Trump’s governing philosophy is a curious blend of Prosperity Gospel and Social Darwinism. Let’s call the resulting potion the American Gospel of Winning. This is the heart of Trump’s “populist” vision.

Trump learned to admire this doctrine in his youth in Sunday school at the First Presbyterian Church in the Jamaica section of Queens, N.Y., and later at Peale’s Calvinist Marble Collegiate Church in Manhattan.

Paula White, who is Trump’s spiritual adviser and helped officiate at the inauguration, is a Prosperity Gospel evangelist. The premise of Prosperity Gospel is that if you get right with God, God will get right with you in the here and now by solving your problems and making you successful.

It is a simplified version of Old Testament theology: Yahweh rewards those who walk in his ways and spurns those who don’t.

Prosperity Gospel echoes the Biblical covenant between Yahweh and Abraham, renewed through Moses: If the children of Abraham would honor him with fealty, they would inherit the land of milk and honey as their estate. The covenant has come down to us through the Calvinism that arrived on North American shores with the Pilgrims and the Puritans.

Originally, Calvinism had a special twist for many believers: Only those “preselected” by God before birth could enjoy his favors during their lives. But during the 18th and 19th centuries, other Protestant doctrines broke down that wall excluding many from enjoyment of God’s bounty. Finding God’s grace, even for Calvinists, became open to all believers. Thereafter all right-minded Americans could aspire to be “winners” in the eyes of God.
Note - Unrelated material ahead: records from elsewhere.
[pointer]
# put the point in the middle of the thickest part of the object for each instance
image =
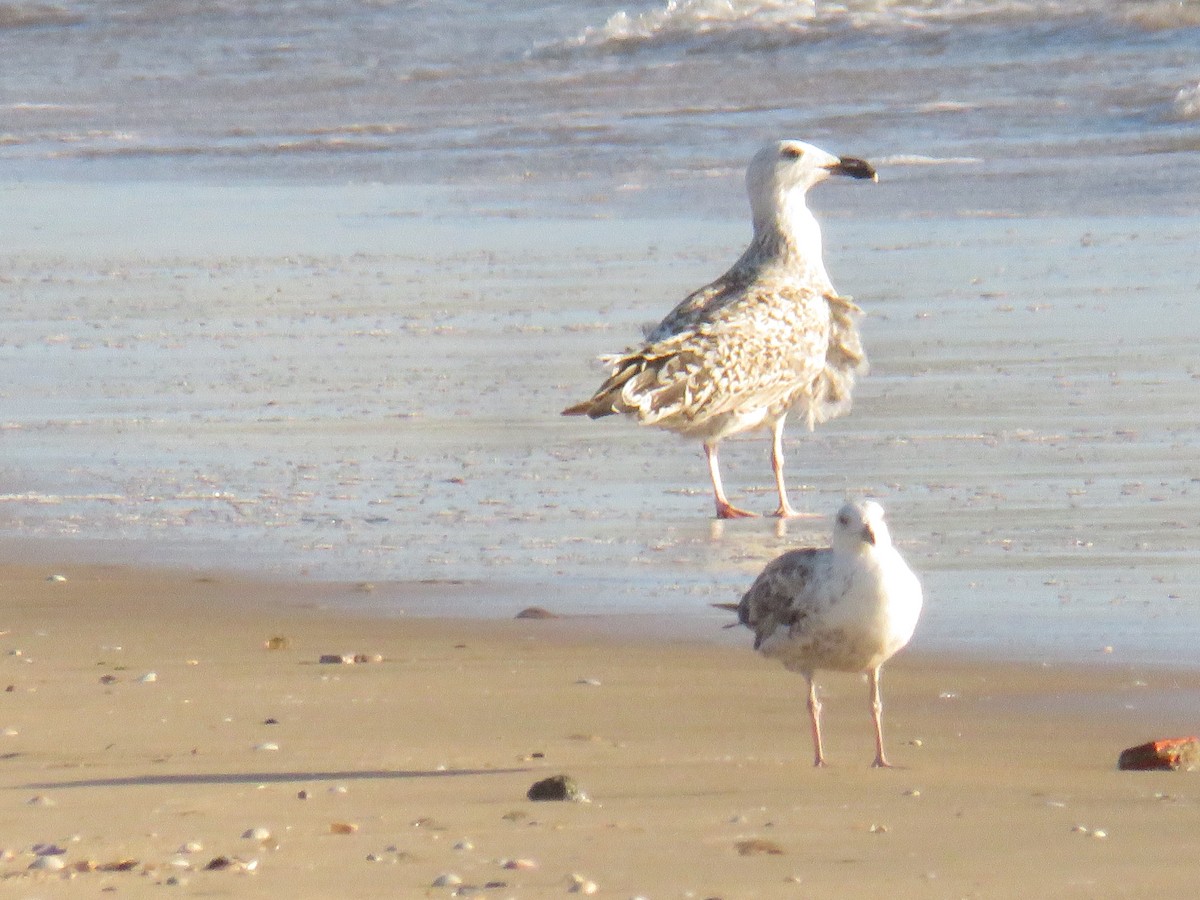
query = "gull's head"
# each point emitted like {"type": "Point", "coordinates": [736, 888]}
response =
{"type": "Point", "coordinates": [787, 166]}
{"type": "Point", "coordinates": [859, 526]}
Social Darwinism was launched as a secular theory of life by the English sociologist Herbert Spencer in 1851 in his book “Social Statics.” Spencer argued that life was a daily struggle for all creatures and only the most fit would survive.

After the Civil War, Spencer’s belief in the “survival of the fittest” (powerfully reinforced by Charles Darwin’s evolutionary theory in biology) was grafted onto the root of Calvinism to solidify the American dream of middle-class striving and deserved prosperity.

The combination of a Prosperity Gospel and Social Darwinism was invoked by industrialists, politicians and courts to legitimate a brute form of capitalism during America’s Gilded Age. Prosperity Gospel doctrines added an aura of divine blessing and deserving virtue to Spencer’s coldhearted competitive struggle for wealth and position.

Both Prosperity Gospel and Social Darwinism are about “winning” in life. When fused, the two make a potent psycho-social brew of belief and motivation.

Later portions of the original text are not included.